Dame Vera Baird: Two sentences. We could only do it the way we did it by recruiting solicitors from solicitors’ firms because we could not offer people contracts beyond the time of the pilot. So that is how we did it. However, the best way, in my view, is to have a lawyer in a place where independent sexual violence advisers—ISVAs—are also working so that the lawyer is steeped in the ethics and culture of what is going on and has that to draw on for cases coming through. Claire, you probably have more to say.
Claire Waxman: Looking at how this role has worked in London gives us a really good example and evidence of what should be changing. Some of the key issues that we see with victims is that, while the Bill is putting a duty on partners to promote the code to victims, we are still leaving the onus on victims to try and claim their rights. Victims who are just recovering or trying to get over a crime and go through the criminal justice system are not going to be in any state to claim those rights. We need someone to help them navigate that system.
On Vera’s points, first, there is no enforceability; the code is not even really defined as legally enforceable in the Bill and that is an issue. Secondly, there is no enforcement mechanism either. Most victims want to see some redress on their cases. They do not want to go through a lengthy complaints process. What is missing is having that separate entity or agency that works alongside the police and the CPS, so that the moment the victim reports to the police, there is someone supporting all the agencies to ensure that those rights and entitlements are being delivered to victims at the right time.
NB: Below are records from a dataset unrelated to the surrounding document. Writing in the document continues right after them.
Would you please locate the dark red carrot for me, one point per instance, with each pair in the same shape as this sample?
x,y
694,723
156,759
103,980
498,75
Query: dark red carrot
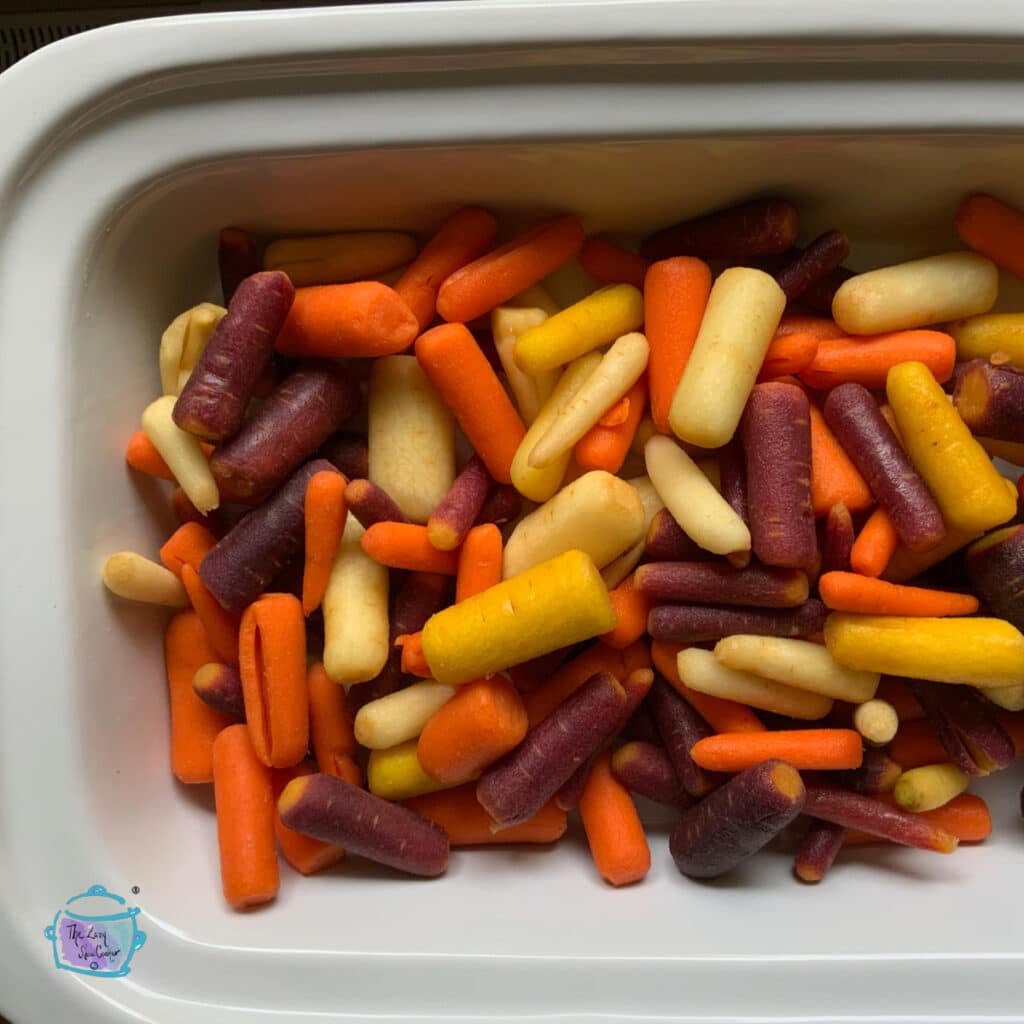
x,y
737,819
213,400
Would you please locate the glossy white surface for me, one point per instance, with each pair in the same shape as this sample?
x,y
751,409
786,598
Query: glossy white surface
x,y
111,197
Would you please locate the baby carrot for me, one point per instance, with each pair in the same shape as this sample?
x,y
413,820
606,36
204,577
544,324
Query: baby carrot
x,y
834,476
721,715
675,293
406,546
364,318
330,726
819,750
611,263
788,353
186,546
460,372
616,839
460,814
142,456
272,662
244,795
916,742
545,698
221,627
867,360
194,724
875,545
482,722
414,662
818,327
850,592
325,513
305,854
463,238
632,607
606,443
479,561
994,229
477,288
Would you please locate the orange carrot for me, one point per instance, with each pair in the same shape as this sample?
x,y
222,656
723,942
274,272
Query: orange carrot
x,y
142,456
994,229
606,444
675,294
272,663
614,834
305,854
611,263
818,327
496,278
636,656
414,663
834,476
364,318
818,750
244,794
916,743
875,545
407,546
1013,722
482,722
896,692
462,239
632,607
850,592
479,561
325,512
221,627
461,373
787,353
186,546
195,724
460,814
598,657
967,816
867,360
330,727
721,715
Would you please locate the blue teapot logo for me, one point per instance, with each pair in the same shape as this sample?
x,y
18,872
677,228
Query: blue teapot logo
x,y
95,933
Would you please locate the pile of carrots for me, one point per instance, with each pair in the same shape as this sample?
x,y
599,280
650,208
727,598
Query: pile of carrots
x,y
704,551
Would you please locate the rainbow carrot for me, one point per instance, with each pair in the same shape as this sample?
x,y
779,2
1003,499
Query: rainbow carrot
x,y
483,721
331,732
244,794
477,288
479,561
675,295
186,546
325,513
834,476
851,592
607,443
821,750
221,627
407,546
616,839
272,662
463,238
632,607
195,725
721,715
460,372
875,545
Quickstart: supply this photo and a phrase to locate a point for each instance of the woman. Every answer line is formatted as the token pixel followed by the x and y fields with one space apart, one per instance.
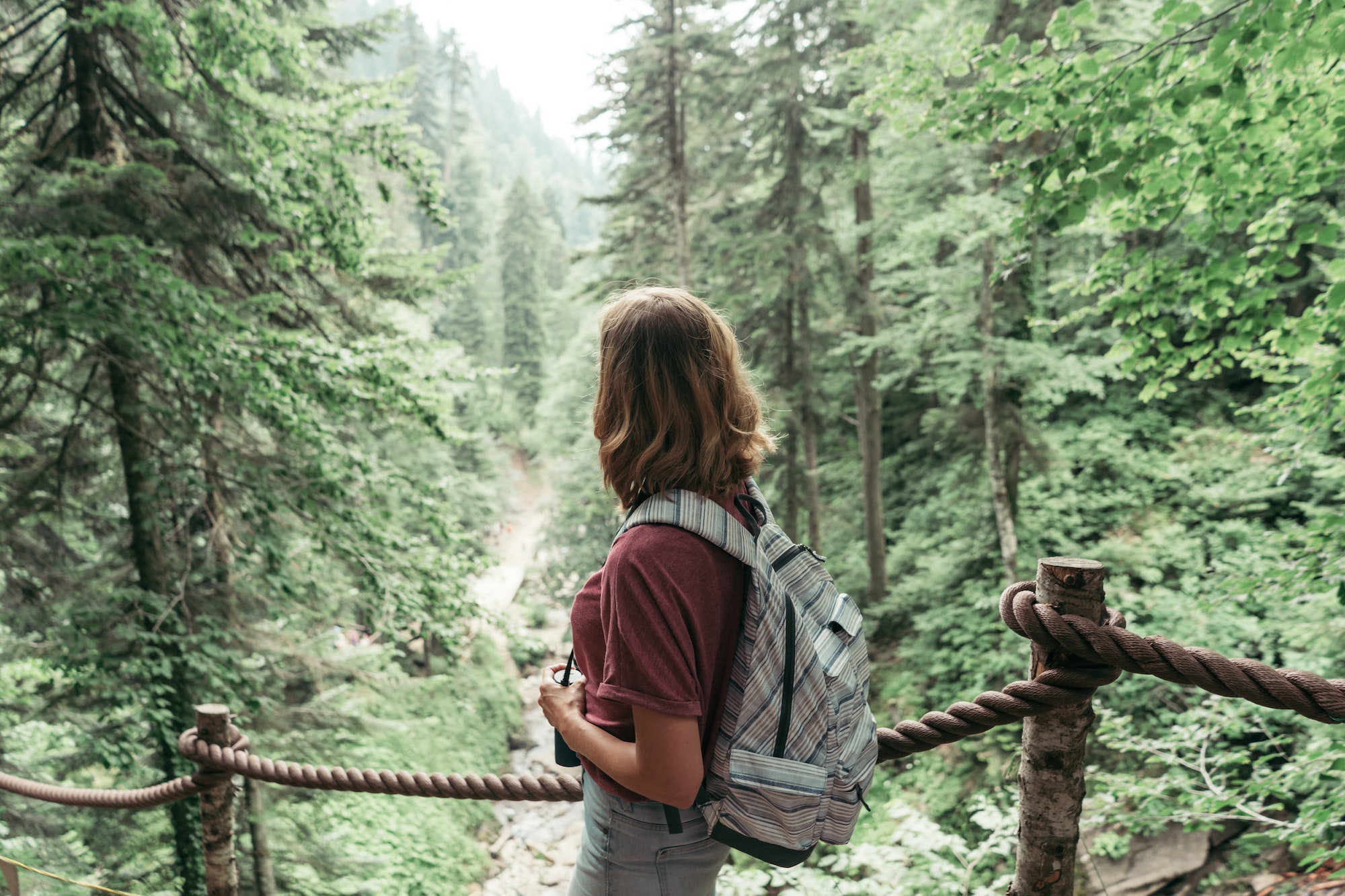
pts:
pixel 657 627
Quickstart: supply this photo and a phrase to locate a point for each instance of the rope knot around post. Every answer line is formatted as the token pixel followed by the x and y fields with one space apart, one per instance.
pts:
pixel 1113 645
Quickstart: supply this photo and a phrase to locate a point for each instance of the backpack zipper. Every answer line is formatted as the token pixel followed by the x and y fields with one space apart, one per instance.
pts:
pixel 794 551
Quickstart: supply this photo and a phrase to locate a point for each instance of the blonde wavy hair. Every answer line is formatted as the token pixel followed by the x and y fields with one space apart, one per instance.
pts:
pixel 676 408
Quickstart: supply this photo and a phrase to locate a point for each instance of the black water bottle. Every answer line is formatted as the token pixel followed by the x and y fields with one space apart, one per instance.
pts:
pixel 566 756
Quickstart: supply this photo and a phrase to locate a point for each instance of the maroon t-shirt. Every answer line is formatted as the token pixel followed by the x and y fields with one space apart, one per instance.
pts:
pixel 657 627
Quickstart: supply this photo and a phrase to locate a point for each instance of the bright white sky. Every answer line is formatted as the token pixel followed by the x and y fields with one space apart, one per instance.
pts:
pixel 545 50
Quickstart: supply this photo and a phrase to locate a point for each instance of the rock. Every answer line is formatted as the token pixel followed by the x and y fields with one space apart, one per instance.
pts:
pixel 1151 864
pixel 1262 881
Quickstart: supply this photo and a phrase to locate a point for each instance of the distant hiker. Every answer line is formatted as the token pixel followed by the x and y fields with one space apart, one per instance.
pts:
pixel 657 627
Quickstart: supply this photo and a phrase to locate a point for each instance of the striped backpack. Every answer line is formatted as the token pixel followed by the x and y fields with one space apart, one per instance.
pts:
pixel 797 743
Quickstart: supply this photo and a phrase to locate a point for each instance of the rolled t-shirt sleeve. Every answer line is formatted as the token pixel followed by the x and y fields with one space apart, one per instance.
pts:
pixel 650 657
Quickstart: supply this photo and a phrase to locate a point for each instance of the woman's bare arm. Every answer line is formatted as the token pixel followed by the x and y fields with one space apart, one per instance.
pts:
pixel 662 764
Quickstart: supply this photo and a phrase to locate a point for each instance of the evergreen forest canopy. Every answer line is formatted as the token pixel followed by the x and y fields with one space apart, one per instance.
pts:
pixel 284 286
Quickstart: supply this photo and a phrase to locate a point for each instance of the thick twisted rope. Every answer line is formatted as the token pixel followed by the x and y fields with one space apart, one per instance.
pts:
pixel 138 798
pixel 541 787
pixel 993 708
pixel 1110 645
pixel 1104 651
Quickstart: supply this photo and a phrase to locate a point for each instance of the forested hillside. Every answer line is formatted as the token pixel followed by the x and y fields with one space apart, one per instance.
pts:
pixel 262 270
pixel 284 288
pixel 1026 282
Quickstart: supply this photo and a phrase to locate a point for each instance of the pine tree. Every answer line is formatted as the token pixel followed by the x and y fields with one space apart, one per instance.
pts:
pixel 523 243
pixel 666 106
pixel 181 228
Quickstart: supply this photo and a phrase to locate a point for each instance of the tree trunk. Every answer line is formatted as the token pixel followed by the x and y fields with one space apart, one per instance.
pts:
pixel 1051 775
pixel 217 809
pixel 675 130
pixel 264 874
pixel 867 397
pixel 138 464
pixel 989 400
pixel 809 417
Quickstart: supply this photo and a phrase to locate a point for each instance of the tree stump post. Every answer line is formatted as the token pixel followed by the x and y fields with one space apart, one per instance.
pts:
pixel 1051 775
pixel 217 807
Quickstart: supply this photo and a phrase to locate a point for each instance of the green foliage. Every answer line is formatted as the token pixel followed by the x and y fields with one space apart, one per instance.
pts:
pixel 521 247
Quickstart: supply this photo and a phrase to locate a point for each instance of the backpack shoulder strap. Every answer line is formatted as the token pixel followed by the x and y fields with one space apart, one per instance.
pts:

We take the onus off victims to try and battle their way through the criminal justice system and claim those rights.
We also pick up problems if rights are not being delivered, as to how we tackle it there and then in order to keep the case moving all the way through the justice system. That is missing and those are really important mechanisms if we want victims to access their rights and we want to see better justice and recovery outcomes for victims. It is critical that we look at the Bill and how we can use this legislative opportunity to really transform the way victims are treated through the criminal justice system.
Order. We have 15 seconds left, so that brings us to the end of this morning’s allotted time for asking questions. I thank the witnesses on behalf of the Committee for their evidence.